Bonjour bonjour !
Pour mon premier vrai article ici, j’attaque avec un sujet pas super passionnant (mais les prochains le seront), mais tout de même nécessaire. Le but est d’essayer de vous guider dans l’achat de vos cartes mémoire. La question à poser au moment de l’achat d’une carte mémoire – mais pas forcément au vendeur en face de vous, ils ne sont pas toujours de bons conseils – est « quelle est la différence entre la carte X et la Y pour mon appareil ? ». La réponse n’est pas seulement le prix, mais aussi la vitesse de transfert. Cet article n’a pas pour but de faire un comparatif des cartes (contrairement au lien plus loin dans l’article) mais de montrer l’importance de la carte mémoire pour votre appareil.
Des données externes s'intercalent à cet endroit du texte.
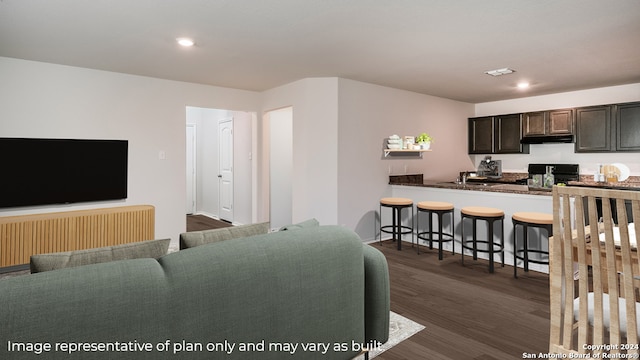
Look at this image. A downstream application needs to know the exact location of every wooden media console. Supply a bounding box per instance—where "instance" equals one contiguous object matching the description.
[0,205,155,267]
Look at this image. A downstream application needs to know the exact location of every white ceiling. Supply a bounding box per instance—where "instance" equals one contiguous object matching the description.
[0,0,640,103]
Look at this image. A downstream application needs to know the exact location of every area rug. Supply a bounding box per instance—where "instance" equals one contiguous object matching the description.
[354,311,424,360]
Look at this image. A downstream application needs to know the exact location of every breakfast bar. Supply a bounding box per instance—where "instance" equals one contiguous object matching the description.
[390,174,640,273]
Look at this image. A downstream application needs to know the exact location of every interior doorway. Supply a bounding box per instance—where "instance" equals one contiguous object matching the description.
[185,106,256,225]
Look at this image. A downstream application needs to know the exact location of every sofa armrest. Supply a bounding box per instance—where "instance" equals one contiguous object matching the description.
[362,244,391,344]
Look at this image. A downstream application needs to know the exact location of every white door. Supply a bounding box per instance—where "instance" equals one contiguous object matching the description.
[218,118,233,222]
[186,124,196,214]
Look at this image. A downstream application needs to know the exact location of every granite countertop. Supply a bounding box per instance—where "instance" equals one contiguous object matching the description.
[389,173,640,196]
[392,181,551,196]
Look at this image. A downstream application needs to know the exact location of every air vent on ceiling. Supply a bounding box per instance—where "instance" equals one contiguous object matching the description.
[484,68,516,76]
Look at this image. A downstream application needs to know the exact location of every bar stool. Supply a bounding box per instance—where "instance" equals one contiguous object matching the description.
[460,206,504,273]
[416,201,456,260]
[380,197,413,250]
[511,212,553,278]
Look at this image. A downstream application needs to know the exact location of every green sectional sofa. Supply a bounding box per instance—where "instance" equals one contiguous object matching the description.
[0,226,389,360]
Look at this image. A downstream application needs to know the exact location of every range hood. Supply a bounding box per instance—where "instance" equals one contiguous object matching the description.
[520,135,573,144]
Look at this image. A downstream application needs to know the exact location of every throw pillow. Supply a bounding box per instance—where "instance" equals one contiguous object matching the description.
[29,239,171,273]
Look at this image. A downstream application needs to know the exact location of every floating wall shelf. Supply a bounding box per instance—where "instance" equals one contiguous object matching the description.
[384,149,431,157]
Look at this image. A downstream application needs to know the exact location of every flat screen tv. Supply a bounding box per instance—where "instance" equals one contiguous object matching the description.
[0,138,129,208]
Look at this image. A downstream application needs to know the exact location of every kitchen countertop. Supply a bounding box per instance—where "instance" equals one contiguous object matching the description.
[391,181,551,196]
[390,175,640,196]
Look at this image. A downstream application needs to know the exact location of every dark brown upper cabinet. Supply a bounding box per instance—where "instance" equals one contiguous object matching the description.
[575,105,614,152]
[522,109,573,137]
[615,102,640,151]
[468,114,529,154]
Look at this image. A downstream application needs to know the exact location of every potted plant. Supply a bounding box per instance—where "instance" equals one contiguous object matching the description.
[416,133,433,150]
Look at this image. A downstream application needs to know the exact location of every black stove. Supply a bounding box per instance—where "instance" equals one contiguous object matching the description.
[529,164,580,184]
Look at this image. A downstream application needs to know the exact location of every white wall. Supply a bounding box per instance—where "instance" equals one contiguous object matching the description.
[260,78,338,228]
[265,107,294,229]
[338,79,473,240]
[0,57,260,248]
[472,84,640,176]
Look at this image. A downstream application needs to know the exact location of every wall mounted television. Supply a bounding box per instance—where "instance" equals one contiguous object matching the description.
[0,138,129,208]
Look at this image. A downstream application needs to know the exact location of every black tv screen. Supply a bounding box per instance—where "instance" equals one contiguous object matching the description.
[0,138,129,208]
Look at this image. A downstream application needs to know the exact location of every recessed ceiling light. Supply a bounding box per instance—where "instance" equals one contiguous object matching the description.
[484,68,516,76]
[176,38,195,47]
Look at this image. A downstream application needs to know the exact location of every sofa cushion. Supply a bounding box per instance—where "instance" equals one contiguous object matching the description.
[180,222,269,250]
[29,239,171,273]
[280,219,320,231]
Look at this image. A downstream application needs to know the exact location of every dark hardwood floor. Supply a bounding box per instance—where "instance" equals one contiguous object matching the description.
[371,241,549,360]
[187,215,233,231]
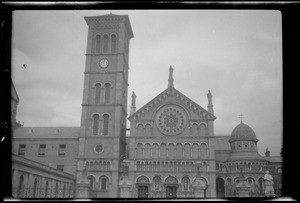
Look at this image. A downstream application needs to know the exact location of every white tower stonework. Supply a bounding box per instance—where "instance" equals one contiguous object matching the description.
[76,14,133,198]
A vrai dire, cet article est plus destiné aux utilisateurs de reflex qu’aux utilisateurs de compact/bridge, où la question des performances lors des transferts se pose nettement moins.
La carte mémoire
Il existe plusieurs types de carte mémoire : SD, SDHC, Compact Flash, Memory Stick etc. Les différences entre tous ces formats sont d’ordre technologiques. Ces différences ont une incidence sur la vitesse de transfert de la carte mais également le prix, la taille, la compatibilité avec les autres cartes, etc… On distingue deux vitesses de transfert : la vitesse en lecture (quand par exemple vous copiez les images de votre carte sur votre ordinateur) et la vitesse en écriture (quand vous mettez des données sur la carte). Ces vitesses s’expriment en Mo/s (méga-octets par seconde).
Vitesse de transfert, pourquoi faire ?
J’ai parlé plus haut de la vitesse de transfert de la carte mémoire et il est peut-être nécessaire d’expliquer ce point. Lorsque vous prenez une photo avec votre appareil, elle est d’abord sauvegardée dans une mémoire de votre appareil. Cette mémoire est à accès très très rapide en lecture et écriture, mais limitée (car très chère). C’est pour ça que votre photo doit être transférée vers une autre mémoire, la carte mémoire. C’est à ce moment là que la vitesse de transfert entre en jeu. Plus le taux de transfert en écriture de votre carte est bas, plus le temps que mettra votre appareil pour copier la photo de sa mémoire interne vers la carte mémoire sera grand. La conséquence est directe pour les utilisateurs de reflex : si vous voulez prendre des photos en mode rafale (plusieurs photos d’affilée), vous pourrez prendre des photos jusqu’à saturer la mémoire interne de votre boîtier, mais il vous faudra ensuite attendre un certain temps pour que vous puissiez reprendre des photos (le temps que la mémoire de votre boîtier se vide sur la carte).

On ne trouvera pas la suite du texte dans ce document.